Gina Kaysen Fernandes: A Daytona Beach, Florida, mother who lost custody of her two girls -- whom she believes are being sexually abused by their father -- was dealt a crushing legal blow in her latest courtroom clash. Linda Marie Sacks recently shared her heartbreaking story with momlogic, describing how a judge punished her in family court for raising concerns about her children's documented abuse.
After going public with her story, Linda Marie filed an appeal with Florida's Fifth District Court of Appeals in her third attempt to regain custody of her kids. The self-described "squeaky-clean" mom has only been allowed to see her teenaged daughters two hours a month during supervised visits. "After three years with only 64 hours of contact with my children ... enough is enough, " says Linda Marie.
This week, Volusia County Judge Shawn L. Briese canceled a scheduled hearing and refused to allow the testimony of a clinical psychologist who believes Linda Marie's two daughters are victims of child sexual abuse. Dr. Kathy Pearce intended to testify about case notes she recently reviewed from the children's therapist's file. "I had seen the summary of [the therapist's] files but I had never seen her actual notes," Pearce says. "There was much more there than I ever knew."
Linda Marie faced an uphill legal battle from the get-go. Her wealthy ex-husband hired aggressive attorneys to maneuver his way through the courts. He also paid out-of-pocket for his own psychologists, who are essentially hired guns intended to repeat his version of events on the stand. The teens' father has admitted to inappropriate behavior (such as wiping down the vaginas of his school-aged daughters); the evaluator, meanwhile, has claimed that the father's sexual behavior was within "normal limits."
Cashing in on child-custody fights
Legal watchdog groups say that family courts are ripe for corruption. "The whole system is set up to churn fees," says Kathleen Russell of the Center for Judicial Excellence. In high-conflict custody cases, a family court judge typically assigns "court appointees" to provide counseling and evaluations of the parents and their children. The costs of these sessions -- which are paid for by the parents -- can add up quickly. "It's a very lucrative industry," says Russell. "These mental-health professionals are making a handsome living."

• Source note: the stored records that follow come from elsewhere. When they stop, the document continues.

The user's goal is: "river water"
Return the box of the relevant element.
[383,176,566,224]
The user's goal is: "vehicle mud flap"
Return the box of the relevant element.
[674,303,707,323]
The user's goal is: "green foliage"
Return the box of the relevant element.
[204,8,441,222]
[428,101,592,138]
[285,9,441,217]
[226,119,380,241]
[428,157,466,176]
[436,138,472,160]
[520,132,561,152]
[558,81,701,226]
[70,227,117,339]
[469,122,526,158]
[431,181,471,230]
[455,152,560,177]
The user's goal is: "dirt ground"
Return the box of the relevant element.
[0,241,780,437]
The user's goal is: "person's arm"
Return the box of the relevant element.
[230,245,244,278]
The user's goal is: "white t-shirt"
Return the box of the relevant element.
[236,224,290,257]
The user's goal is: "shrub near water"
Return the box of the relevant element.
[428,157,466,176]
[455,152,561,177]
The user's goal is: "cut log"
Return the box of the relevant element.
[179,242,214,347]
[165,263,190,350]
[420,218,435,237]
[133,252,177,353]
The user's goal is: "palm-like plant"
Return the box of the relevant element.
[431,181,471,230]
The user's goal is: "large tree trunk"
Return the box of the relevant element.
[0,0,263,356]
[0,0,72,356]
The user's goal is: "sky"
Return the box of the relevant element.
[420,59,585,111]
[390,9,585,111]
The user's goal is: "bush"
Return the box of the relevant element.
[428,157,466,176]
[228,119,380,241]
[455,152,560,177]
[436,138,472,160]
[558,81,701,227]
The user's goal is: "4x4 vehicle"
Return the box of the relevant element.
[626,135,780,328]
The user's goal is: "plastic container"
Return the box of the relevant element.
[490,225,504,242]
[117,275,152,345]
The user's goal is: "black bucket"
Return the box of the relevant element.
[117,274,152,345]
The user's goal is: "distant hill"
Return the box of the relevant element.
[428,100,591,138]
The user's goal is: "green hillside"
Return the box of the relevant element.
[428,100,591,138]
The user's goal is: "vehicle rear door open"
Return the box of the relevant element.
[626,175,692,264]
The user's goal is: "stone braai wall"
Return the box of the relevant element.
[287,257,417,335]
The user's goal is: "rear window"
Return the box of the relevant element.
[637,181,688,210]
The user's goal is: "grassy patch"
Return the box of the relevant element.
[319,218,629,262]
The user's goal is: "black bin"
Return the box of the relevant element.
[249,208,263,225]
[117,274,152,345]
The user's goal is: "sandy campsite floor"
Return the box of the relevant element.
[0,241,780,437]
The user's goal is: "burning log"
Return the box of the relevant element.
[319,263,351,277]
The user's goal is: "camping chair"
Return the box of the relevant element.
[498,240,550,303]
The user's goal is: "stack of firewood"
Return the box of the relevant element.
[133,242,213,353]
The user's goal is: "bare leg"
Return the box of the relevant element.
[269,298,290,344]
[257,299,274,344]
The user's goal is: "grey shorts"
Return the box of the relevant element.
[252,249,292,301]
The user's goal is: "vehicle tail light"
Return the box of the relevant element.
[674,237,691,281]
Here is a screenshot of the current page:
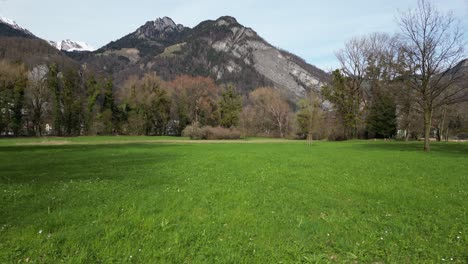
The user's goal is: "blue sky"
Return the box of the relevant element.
[0,0,468,70]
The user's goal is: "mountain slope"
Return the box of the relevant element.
[77,16,328,98]
[0,17,36,38]
[0,18,79,67]
[49,39,96,52]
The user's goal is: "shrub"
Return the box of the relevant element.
[182,123,204,139]
[182,124,241,140]
[202,126,241,139]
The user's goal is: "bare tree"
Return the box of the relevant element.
[25,65,51,136]
[249,87,291,137]
[398,0,467,151]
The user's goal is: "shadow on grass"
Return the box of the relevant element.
[0,143,186,184]
[353,141,468,157]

What concerns Russell most is that there's no regulation or oversight of this cottage industry. Many of the accused abusers will pay the evaluator directly, which can lead to collusion. The court appointees also have legal immunity that prevents them from being sued for unethical behavior. "There's no checks and balances, and no questioning of authority," says Russell. The court-hired professionals have significant power when it comes to determining a child's future. Judges generally defer to the appointees' recommendations before making a custody ruling.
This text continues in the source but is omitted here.